Since Tiger Woods last won a Masters, golf and the world have changed
AUGUSTA, Ga. – When he was a kid practicing his chips and putts, Tiger Woods listened to music on a portable CD player.
When he won his first tournament, he beat Davis Love III using a driver made of persimmon wood, a style you’re now more likely to find in an antique store than anywhere near a course.
When he won his first Masters, current world No. 4 golfer Jordan Spieth was, in Woods’ words, “still in diapers.”
Tough as it is to believe, the sun is setting on Woods’ generation. The new breed of golfer is bigger and stronger. The new style of golf course stretches longer. The new regard inside the ropes for Woods is merely respect, not awe, and certainly not fear.
On Tuesday afternoon, Woods, sporting an azalea-pink Nike shirt and an unworried grin, made his first public appearance since walking off the course at Torrey Pines two months ago. If Woods’ life were a “Rocky” movie, we’d be at the start of the third act. The montage has just ended, and now the old dog is back in the ring for One More Shot At The Title.
It’s been more than a year since he finished inside the top 10 in any tournament, a span in which he’s withdrawn three times and missed the cut in another three.
Thursday’s round at Augusta will be his first since withdrawing from the Farmers Insurance Open in February.
“I worked my ass off,” Woods said when asked what he did to get back into playing form. While his routine to return to competition didn’t exactly involve hauling logs across a Siberian snowscape, he was nonetheless playing, in his words, “sunup to sundown.”
“Every day the sun came up,” Woods said, “and by the end of the day, I should be a better player. The goal was to get better incrementally.”
Cue the ‘80s training montage music.
“People would never understand how much I put into it to come back,” Woods said. “Whenever I had free time, I’d be playing. When the kids were asleep, I’d be doing it. When the kids were at school, I’d be doing it.”
There were setbacks. Woods acknowledged that there were “a few clubs that flew, that slipped out of my hand. Traveled a pretty good distance, too,” he said with a grin. “I’d have moments where it would come, where I’d be dialed in for 10 minutes and then lose it for an hour. Then I’d have an hour of having it and 10 minutes of losing it. I got to the point where it was just there.”
“It,” of course, being that elusive, ephemeral competitive ability – not spirit, ability – that’s seemed beyond Woods’ grasp these last 18 months. So here we are, back at Augusta, back at the site of so many of Woods’ finest moments. The bell is ringing, and if this isn’t Woods’ final shot at rehabbing his game, that day is now within sight.
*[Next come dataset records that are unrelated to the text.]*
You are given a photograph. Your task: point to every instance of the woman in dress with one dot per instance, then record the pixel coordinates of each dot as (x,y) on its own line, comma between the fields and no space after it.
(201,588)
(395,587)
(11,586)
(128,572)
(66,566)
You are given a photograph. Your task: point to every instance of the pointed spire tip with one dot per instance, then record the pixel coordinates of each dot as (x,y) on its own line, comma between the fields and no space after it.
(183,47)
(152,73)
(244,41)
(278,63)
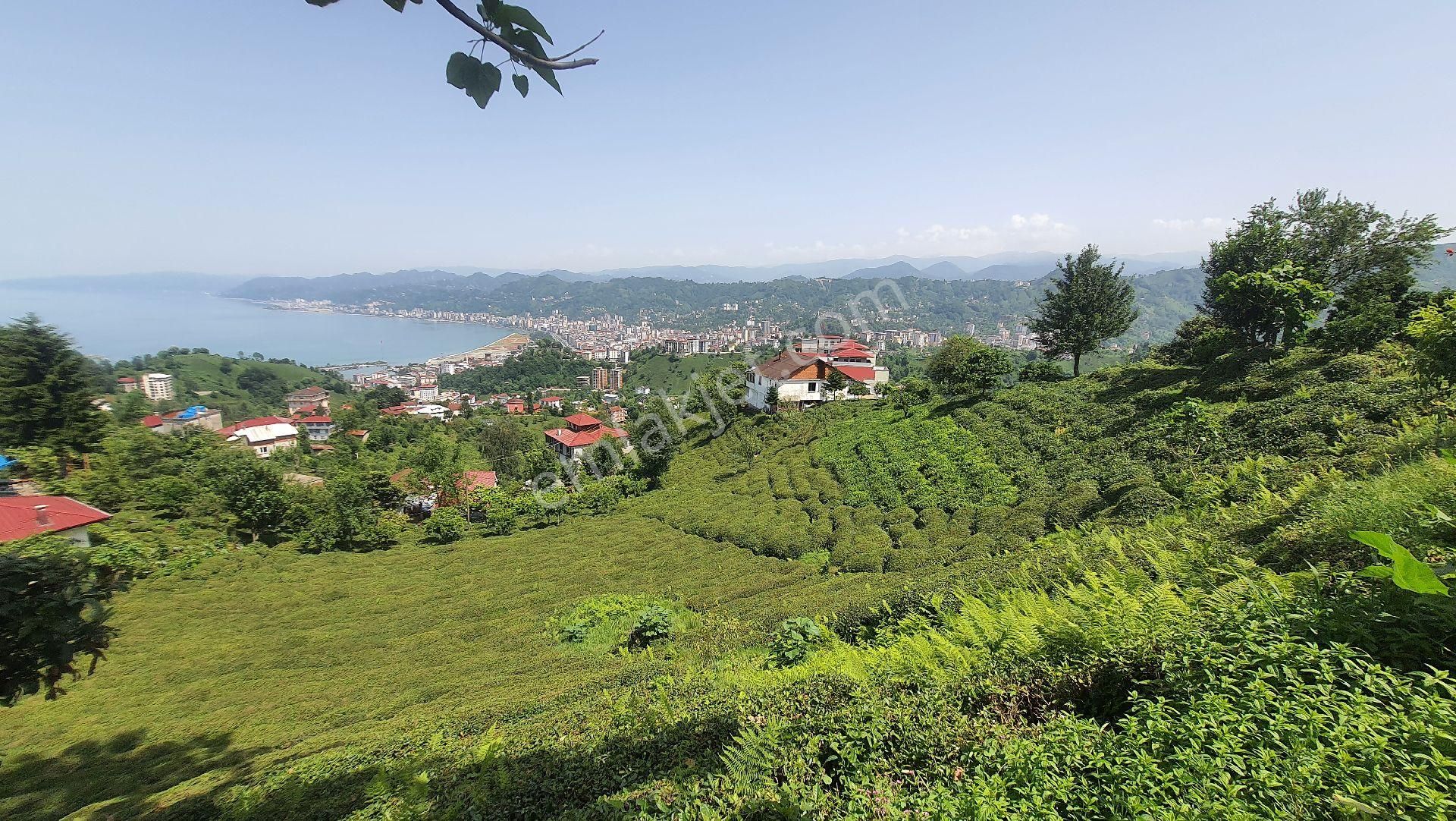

He’s got one hell of a challenge ahead of him. Start with the fact that in 2015, he’s played exactly two rounds and 11 holes of competitive golf. He hasn’t won a tournament of any stripe since August 2013, and he’s going on seven years without a major and ten years without a fourth green jacket. He’s ranked 104th in the world, a free-fall plummet
Getting back to anything approaching tournament-winning form would be difficult in and of itself. But combine Woods’ fall from grace with other golfers’ ascent, and this isn’t like climbing a mountain. This is like scaling a skyscraper under construction, as Spieth, Rory McIlroy and others continue to build ever-higher floors above him.
Woods says he’ll win, of course. What else is he going to say? From the moment he first drove up Magnolia Lane, he wasn’t satisfied with just making the field. But this is a very different world than 1997, even if the azaleas and the clubhouse remain the same.
“The game has gotten bigger,” Woods said. “Competing is stil the same. I’m trying to beat everyone out there. That hasn’t changed.”
He talks like he believes he can. He’d have to understand if few others do.